Salah seorang di antara mereka bertanya, “Wahai
sayid, apa pendapatmu tentang mut’ah, apakah ia halal atau haram?” Imam Al
Khaui melihat lagaknya, ia menangkap sesuatu dari pertanyaannya, kemudian dia
berkata kepadanya, “Dimana kamu tinggal?” maka dia menjawab, “Saya tinggal di
Mosul, kemudian tinggal di Najaf semenjak sebulan yang lalu.”

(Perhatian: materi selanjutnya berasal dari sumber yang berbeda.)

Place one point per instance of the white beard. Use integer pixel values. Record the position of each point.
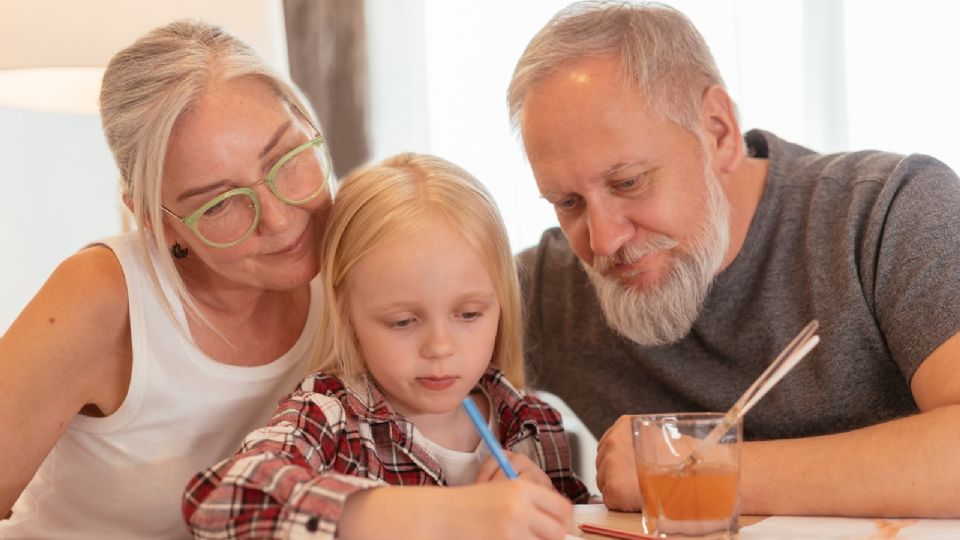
(666, 311)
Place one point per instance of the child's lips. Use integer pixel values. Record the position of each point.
(437, 383)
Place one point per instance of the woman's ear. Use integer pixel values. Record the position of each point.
(721, 129)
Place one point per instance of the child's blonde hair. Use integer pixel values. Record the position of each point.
(404, 194)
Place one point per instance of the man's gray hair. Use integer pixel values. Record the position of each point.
(658, 47)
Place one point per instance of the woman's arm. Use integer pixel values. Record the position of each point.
(67, 352)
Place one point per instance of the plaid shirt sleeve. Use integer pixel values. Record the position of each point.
(553, 451)
(281, 483)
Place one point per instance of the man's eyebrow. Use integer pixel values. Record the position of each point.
(275, 138)
(617, 167)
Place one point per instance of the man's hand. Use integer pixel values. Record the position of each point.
(617, 469)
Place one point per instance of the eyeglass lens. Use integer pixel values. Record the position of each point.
(301, 178)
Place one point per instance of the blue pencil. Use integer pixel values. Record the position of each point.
(488, 438)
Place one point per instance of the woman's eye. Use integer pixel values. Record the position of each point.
(218, 208)
(627, 184)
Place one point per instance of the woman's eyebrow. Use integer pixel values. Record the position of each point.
(275, 139)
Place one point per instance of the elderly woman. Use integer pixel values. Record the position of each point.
(147, 356)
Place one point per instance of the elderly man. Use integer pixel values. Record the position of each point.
(689, 259)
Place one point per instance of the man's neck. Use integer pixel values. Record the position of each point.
(744, 189)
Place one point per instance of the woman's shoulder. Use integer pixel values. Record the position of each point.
(94, 277)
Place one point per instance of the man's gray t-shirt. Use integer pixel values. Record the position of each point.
(868, 243)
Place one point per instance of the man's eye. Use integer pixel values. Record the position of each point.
(567, 203)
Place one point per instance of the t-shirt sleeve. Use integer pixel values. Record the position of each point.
(918, 260)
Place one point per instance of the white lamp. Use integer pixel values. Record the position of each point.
(52, 52)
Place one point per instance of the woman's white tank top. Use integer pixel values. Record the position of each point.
(122, 476)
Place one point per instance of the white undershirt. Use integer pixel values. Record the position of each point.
(460, 468)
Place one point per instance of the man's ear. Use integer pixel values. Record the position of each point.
(718, 119)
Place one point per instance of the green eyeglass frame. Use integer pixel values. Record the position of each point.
(191, 220)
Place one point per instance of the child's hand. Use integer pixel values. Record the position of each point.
(525, 467)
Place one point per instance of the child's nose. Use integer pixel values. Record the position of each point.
(438, 343)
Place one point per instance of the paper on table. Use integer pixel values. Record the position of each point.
(827, 528)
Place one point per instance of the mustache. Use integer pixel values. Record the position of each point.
(632, 253)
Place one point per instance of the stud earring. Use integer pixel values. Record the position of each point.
(178, 251)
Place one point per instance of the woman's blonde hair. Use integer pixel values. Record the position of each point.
(404, 194)
(147, 88)
(659, 50)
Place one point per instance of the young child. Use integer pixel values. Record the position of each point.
(422, 309)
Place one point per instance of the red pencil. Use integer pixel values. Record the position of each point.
(614, 533)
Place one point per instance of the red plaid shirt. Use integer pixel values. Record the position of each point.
(328, 440)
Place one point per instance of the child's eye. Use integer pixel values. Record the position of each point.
(403, 323)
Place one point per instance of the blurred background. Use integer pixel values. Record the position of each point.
(431, 76)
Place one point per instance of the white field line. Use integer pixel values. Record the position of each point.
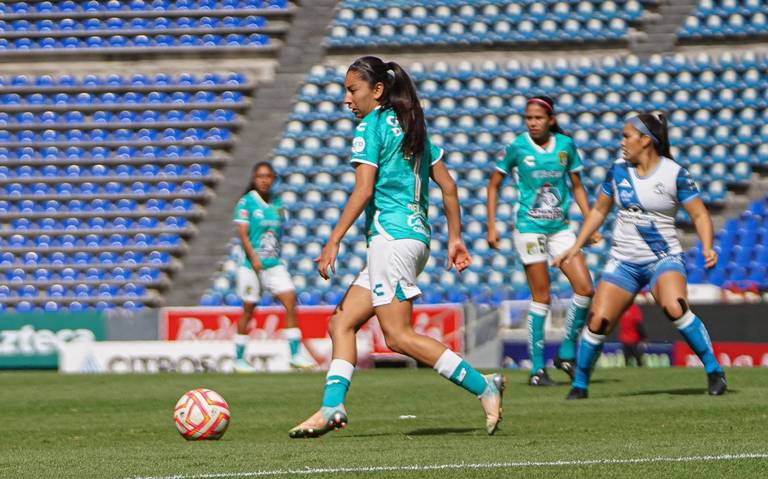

Imam berkata kepadanya, “Kalau demikian berarti Anda
adalah seorang Sunni?”
Pemuda itu menjawab, “Ya!”
Imam berkata, “Mut’ah menurut kami adalah halal,
tetapi haram menurut kalian.”
Maka pemuda itu berkata kepadanya, “Saya di sini
semenjak dua bulan yang lalu merasa kesepian, maka nikahkanlah saya dengan anak
perempuanmu dengan cara mut’ah sebelum saya kembali kepada keluargaku.”
Maka sang imam membelalakkan matanya sejenak,
kemudian berkata kepadanya, “Saya adalah pembesar, dan hal itu haram atas para
pembesar, namun halal bagi kalangan awam dari orang-orang Syiah.”
Si pemuda menatap Al Khaui sambil tersenyum.
Pandangannya mengisyaratkan akan pengetahuannya bahwa Al Khaui sedang
mengamalkan taqiyah (berbohong untuk membela diri).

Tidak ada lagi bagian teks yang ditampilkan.